Destinations in Indonesia
Jepa and Bau tuing-tuing: the true Mandar Culinary taste of West Sulawesi
Travelling along the coast of West Sulawesi, one will be presented with beautiful natural seascapes and rows of Mandar’s ethnic signature of Sandeq boats. Aside from the natural spectacle and the seafaring cultural attraction, the young province of West Sulawesi also offers culinary delights in Mandar’s distinct cuisine: the Jepa and the Bau Tuing tuing. If you are ready to try this special taste, you can find these special treats at the coastal village of Sombu, in the Labuan area about 45 minutes’ drive from downtown Majene.
Jepa is a traditional bread of the Mandars ethnic group, made from a mix of Cassava and coconut and baked using traditional methods. This traditional Mandar bread has a plain taste and acts as a complementary dish to the main food, which is the Bau Tuing tuing and/or chopped squids.

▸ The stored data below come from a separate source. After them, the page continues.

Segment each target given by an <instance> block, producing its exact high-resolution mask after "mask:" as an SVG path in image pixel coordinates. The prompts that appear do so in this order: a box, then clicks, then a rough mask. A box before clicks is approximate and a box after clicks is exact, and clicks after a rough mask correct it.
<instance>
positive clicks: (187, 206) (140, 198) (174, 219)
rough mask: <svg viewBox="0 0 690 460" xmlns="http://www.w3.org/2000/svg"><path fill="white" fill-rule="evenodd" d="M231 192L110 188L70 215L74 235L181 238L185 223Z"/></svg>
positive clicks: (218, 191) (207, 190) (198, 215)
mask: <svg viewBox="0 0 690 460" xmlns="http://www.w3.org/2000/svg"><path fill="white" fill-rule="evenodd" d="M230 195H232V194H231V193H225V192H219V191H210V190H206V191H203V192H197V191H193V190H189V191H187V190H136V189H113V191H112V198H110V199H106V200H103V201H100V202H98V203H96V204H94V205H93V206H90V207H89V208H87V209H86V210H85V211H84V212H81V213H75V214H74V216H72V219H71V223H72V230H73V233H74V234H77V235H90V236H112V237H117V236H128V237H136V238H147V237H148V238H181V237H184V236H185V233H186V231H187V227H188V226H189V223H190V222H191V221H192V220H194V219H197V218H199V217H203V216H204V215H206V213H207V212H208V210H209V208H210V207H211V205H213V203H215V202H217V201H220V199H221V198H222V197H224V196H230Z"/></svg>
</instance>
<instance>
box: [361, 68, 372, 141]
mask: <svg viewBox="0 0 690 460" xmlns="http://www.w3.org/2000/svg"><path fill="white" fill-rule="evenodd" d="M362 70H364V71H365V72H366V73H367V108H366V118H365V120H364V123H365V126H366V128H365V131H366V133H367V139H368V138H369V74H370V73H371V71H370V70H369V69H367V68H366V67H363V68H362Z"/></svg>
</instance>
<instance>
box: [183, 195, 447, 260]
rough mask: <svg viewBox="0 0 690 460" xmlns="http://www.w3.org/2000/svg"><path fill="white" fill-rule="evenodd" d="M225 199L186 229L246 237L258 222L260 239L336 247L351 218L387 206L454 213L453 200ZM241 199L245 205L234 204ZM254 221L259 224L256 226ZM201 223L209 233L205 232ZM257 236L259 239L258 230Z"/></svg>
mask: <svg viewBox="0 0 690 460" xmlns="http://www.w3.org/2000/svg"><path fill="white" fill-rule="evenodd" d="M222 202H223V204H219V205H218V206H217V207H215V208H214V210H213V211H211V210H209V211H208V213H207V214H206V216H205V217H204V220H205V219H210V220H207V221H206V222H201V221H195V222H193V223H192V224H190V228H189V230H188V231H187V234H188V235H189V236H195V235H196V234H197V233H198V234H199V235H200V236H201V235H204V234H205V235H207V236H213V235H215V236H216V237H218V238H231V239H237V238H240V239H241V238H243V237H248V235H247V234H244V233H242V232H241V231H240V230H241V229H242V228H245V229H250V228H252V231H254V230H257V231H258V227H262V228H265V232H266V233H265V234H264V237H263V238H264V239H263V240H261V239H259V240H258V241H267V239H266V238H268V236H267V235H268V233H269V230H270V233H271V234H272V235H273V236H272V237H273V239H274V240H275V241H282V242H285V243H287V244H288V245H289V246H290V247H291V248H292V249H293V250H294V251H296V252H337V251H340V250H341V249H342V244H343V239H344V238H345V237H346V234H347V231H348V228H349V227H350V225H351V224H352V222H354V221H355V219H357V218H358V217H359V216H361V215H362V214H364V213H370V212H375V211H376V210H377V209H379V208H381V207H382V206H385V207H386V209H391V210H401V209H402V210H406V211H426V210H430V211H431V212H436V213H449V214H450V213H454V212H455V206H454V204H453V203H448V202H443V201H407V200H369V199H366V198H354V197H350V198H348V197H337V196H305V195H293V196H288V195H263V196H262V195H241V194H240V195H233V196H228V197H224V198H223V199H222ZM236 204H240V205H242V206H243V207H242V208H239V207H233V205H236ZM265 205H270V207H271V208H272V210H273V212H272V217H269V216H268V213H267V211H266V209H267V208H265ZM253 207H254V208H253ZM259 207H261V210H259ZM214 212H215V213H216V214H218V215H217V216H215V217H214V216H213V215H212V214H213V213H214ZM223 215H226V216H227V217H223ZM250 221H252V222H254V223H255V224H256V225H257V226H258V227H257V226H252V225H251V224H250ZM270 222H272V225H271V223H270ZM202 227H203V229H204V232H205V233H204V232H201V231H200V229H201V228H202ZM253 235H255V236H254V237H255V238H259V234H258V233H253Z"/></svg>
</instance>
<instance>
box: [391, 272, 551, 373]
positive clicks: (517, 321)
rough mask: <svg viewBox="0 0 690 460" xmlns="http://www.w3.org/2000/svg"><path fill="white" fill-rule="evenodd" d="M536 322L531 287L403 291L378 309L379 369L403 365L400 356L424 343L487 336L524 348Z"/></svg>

Bau tuing tuing is the local name for the smoked spotted flying fish (Cypselurus spp) that are found abundantly in the waters of Majene Bay. The savory taste of the Bau tuing-tuing and the spicy fresh chilly condiment make a perfect match with the Jepa bread. Aside from the Bau tuing tuing, the Jepa bread may also be served with chopped squids which are cooked with a thin sauce. Uniquely, the Bau tuing tuing is cooked without any ingredients, thus the taste is pure and natural.
Preparing the Bau tuing tuing, the freshly caught fish are first gutted and cleaned and then placed on coconut leaves. The lines of spotted flying fish are then spread out over a traditional stove stoked with firewood. The smoking process does not take too long, once the fish scale has hardened and turned yellowish, the fish is ready to be served. Keep in mind that one must peel off the skin and scales of the Bau tuing tuing before eating.
Much of the flying fish roe is today exported to Japan, known in Japan as Tobiko, where it is a prized delicacy served as sushi.